In general, ore is the most valuable resource, followed by brick (with obvious caveats about this not being true in all situations).
Justification
This conclusion is based first and foremost on the trade ratios I've observed over dozens of games. Ore and brick are most likely to command multiple resources in trades from other people and least likely to be used in trades with the bank. Using a 2:1 ore port is so rare that there should be an achievement for it.

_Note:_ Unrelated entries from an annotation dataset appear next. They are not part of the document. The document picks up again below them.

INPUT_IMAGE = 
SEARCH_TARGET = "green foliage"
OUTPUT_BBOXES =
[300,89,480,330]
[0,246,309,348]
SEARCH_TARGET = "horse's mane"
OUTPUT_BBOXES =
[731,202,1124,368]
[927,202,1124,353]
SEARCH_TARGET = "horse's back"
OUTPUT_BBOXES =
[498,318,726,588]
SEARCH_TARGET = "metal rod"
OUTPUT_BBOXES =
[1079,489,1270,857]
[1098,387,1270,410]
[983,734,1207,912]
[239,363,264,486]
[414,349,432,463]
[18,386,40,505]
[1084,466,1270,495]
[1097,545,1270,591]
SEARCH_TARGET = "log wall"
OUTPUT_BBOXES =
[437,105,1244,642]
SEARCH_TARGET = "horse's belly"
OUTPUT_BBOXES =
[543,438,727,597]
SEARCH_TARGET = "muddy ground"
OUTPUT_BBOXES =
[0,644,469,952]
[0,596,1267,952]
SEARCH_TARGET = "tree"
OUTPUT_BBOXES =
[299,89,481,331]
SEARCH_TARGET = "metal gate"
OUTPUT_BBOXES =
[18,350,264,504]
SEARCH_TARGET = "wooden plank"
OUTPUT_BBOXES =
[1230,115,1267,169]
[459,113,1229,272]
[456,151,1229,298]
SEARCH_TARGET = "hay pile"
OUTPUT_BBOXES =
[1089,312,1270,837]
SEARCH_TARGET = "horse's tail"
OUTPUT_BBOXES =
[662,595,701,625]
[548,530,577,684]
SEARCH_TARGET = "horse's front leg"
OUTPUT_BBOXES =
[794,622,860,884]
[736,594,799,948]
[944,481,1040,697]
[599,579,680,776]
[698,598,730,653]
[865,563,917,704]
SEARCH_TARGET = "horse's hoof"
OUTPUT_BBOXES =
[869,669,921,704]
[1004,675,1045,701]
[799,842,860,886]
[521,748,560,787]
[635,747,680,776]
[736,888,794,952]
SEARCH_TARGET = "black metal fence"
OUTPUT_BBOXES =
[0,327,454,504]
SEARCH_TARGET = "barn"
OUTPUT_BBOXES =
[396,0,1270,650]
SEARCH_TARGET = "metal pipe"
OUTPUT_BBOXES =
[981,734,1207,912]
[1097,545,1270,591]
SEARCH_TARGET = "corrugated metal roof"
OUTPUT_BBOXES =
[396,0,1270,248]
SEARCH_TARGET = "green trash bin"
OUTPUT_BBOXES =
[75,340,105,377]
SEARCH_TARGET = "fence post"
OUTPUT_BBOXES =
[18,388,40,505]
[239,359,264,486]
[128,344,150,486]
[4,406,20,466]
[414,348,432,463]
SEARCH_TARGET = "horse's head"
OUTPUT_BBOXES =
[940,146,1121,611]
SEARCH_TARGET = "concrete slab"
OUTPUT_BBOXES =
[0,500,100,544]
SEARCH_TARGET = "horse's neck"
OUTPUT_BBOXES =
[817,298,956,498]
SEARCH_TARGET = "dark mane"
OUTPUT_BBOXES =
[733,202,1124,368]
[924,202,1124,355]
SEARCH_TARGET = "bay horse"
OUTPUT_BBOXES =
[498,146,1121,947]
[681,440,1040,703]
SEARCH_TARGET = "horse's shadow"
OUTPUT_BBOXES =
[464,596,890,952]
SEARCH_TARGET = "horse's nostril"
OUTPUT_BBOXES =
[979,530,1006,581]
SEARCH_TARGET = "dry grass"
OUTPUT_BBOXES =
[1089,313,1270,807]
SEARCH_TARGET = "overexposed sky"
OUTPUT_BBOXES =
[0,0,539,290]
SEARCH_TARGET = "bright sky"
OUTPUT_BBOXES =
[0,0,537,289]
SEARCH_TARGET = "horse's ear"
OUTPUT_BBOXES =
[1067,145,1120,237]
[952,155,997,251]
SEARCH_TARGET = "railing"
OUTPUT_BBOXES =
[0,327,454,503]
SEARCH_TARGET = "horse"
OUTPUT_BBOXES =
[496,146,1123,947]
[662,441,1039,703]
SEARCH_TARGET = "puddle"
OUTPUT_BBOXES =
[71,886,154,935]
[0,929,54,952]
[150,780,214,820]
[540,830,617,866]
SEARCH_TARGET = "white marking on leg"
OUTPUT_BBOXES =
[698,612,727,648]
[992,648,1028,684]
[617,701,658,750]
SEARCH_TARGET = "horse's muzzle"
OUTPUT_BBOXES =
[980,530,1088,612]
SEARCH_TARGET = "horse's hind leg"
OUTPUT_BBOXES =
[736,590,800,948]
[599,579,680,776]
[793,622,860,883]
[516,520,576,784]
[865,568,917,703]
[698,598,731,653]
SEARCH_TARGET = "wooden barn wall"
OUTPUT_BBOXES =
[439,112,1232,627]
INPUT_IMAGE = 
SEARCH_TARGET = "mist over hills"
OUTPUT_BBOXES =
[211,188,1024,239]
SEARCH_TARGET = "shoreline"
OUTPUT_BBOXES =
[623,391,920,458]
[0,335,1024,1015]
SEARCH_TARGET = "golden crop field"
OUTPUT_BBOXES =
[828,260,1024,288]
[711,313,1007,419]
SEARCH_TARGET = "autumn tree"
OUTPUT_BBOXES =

For a more quantitative angle, we can put relative prices on the various resources by means of a supply and demand analysis. Supply is simple: count the pips. You already have that in your question: 13 for wood and wheat, 12 for sheep, and 10 for brick and ore. This is fairly representative of the average supply, as there are only 3 brick and wheat tiles but 4 of the other three, though supply can deviate substantially from this in a random map.
In order to get numbers for demand, we have to know what resources people want. There are two typical strategies that will win in base Catan: wide and tall. Wide means building a bunch of roads and settlements; the strategy wins with something like longest road, two cities, and four settlements although there are plenty of other variations (a single VP objective card helps a lot, especially if you can't get longest road). Tall means focusing on cities and development cards; this typically wins with 3 cities, and four more points from some mix of largest army, VP development cards, and a fourth settlement/city.
To get hard demand numbers, we need to make a few assumptions. Let's assume we have three players, with two of the players going wide and one going tall (the reason for three players is that 2:1 is a fairly typical ratio of wide vs tall strategies in my experience). The wide players each want to build 7 roads, 4 settlements, 2 cities, and 1 development card. The tall player wants to build 2 roads, 2 settlements, 3 cities, and 6 development cards. Thus, the wide players each want 11 brick, 11 wood, 9 wheat, 7 ore, and 5 sheep, and the tall player wants 4 brick, 4 wood, 14 wheat, 15 ore, and 8 sheep.
This gives us the following:
Resource |
Supply |
Demand |
Demand / Supply |
Price |
Ore |
10 |
29 |
2.9 |
1.9 Sheep |
Brick |
10 |
26 |
2.6 |
1.7 Sheep |
Wheat |
13 |
32 |
2.46 |
1.6 Sheep |
Wood |
13 |
26 |
2.0 |
1.3 Sheep |
Sheep |
12 |
18 |
1.5 |
1.0 Sheep |
Situationality
Obviously the value of resources is situational; if you are at 9 points and are just missing a sheep to build a final settlement and win, then sheep is the most important resource to you. Different boards and players can also change the values, both in changing the numbers in the supply column (which is straightforward), but also in changing the demand column based on the strategies players are pursuing. These numbers are meant to be illustrative of what resources are "typcially" worth; a baseline price if you will. It's easy to see that the price a player would pay in a particular situation can deviate from the baseline price because no resource is worth more than twice as any other at baseline, but players regularly use 2:1 and 3:1 ports throughout the game.
The value of resources also changes throughout the game. Brick and wood are more valuable early game than late game because in the early game is when you may be racing other players to claim key road or settlement spots. Meanwhile, wheat and ore are more valuable late game, because uprgading your main cities (and keeping the robber off of key tiles) is better for your production than builing in one of the remaining marginal settlement spots. Here again, player preferences and the board can change things. One of my favorite openings is to take a high value ore spot with a starting settlement and have my first purchase be a city upgrade (as the starting settlement spots are almost always the most productive spots in the game), but this play only works on some boards.
Unintuitive Nature of Results
The value of ore is often surprising to new players because you don't "need" it at first. You can play the opening, getting purely roads and settlements, without any ore. Thus, there is a temptation to go for starting locations that give you a good spread of non-ore resources, under the thinking that you can pick up ore later. The problem is you can't win without ore; you can get at most 7 points (5 settlements and 2 for longest road) since you can't build more than five settlements without upgrading some to cities.
Cities in particular are massively ore intensive; getting shut out of good ore production is almost always fatal in the late game, as even with a great 2:1 port setup, you're going to be missing out on key trade opportunities with other players who are hungry for ore and willing to trade at quite favorable rates for it later.
Ignoring a high-value (5 pip) ore tile in the opening can be catastrophically expensive later. If someone else can build the easy settlement spot on that tile as a starting settlement or beat you in the race to that tile, your recourse is usually to build several extra roads just to get on the tile at all (usually in a worse settlement spot) or to settle for a less productive (2 or 3 pip) ore tile.